Behavioural Changes. Noticeable alterations in behaviour, including changes in social interactions, withdrawal from loved ones, or significant disruptions in daily activities and responsibilities.

Cognitive and Thought Disturbances. Symptoms like disorganised thinking, racing thoughts, hallucinations, delusions, or difficulty in focusing or concentrating. Some of these become obvious in childhood and early adolescent years.

Emotional Dysregulation. Intense emotional responses that are difficult to manage or control, lead to outbursts, anger, or impulsive behaviours.

Changes in Sleep and Appetite. Significant disruptions in sleep patterns, such as insomnia or hypersomnia, as well as changes in appetite, resulting in weight loss or gain.

Suicidal or Self-Harming Thoughts or Behaviours. Thoughts of self-harm, suicide, or attempts to harm oneself. While not a mental disorder, this is a critical sign that requires immediate attention.

Substance Abuse.
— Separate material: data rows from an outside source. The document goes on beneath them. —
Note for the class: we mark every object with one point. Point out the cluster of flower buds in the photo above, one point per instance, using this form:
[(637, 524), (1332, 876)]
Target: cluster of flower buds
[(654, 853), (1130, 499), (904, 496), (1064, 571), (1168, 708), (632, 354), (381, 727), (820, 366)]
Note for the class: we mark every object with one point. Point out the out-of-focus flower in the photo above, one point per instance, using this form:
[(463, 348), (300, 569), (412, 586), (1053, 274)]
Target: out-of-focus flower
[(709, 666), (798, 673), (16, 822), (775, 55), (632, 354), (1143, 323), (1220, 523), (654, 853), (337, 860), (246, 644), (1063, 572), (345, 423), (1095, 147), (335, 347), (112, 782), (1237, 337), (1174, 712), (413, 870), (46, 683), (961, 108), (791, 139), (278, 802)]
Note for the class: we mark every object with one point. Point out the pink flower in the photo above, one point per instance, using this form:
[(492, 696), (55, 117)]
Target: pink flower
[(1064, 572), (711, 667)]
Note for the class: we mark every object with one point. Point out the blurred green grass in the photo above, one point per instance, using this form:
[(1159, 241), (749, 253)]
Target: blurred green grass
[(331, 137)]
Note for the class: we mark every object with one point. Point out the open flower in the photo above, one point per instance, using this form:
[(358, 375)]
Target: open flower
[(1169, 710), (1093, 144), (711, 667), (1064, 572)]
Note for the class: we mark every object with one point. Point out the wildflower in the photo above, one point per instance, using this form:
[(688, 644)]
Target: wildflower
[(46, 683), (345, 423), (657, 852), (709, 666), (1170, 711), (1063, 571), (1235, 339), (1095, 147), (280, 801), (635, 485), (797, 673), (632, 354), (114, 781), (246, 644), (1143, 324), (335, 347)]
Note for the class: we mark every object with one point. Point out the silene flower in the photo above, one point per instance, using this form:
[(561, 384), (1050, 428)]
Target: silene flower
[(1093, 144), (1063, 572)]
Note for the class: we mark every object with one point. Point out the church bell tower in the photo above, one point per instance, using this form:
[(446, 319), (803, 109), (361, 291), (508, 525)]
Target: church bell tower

A reliance on alcohol or drugs (including prescription medication) as a means of coping with emotional distress or symptoms, or an inability to control the use of substances.

It’s important to emphasize that mental disorders are highly diverse, and each has its own unique set of diagnostic criteria and symptoms. Additionally, not everyone with a mental disorder will exhibit all these signs, and some individuals may experience different or additional symptoms specific to their condition.

Please note that this blog post by Personal Psychology is not intended to provide professional advice. If you or someone you know is experiencing mental health difficulties, it is important to seek help from a qualified healthcare professional.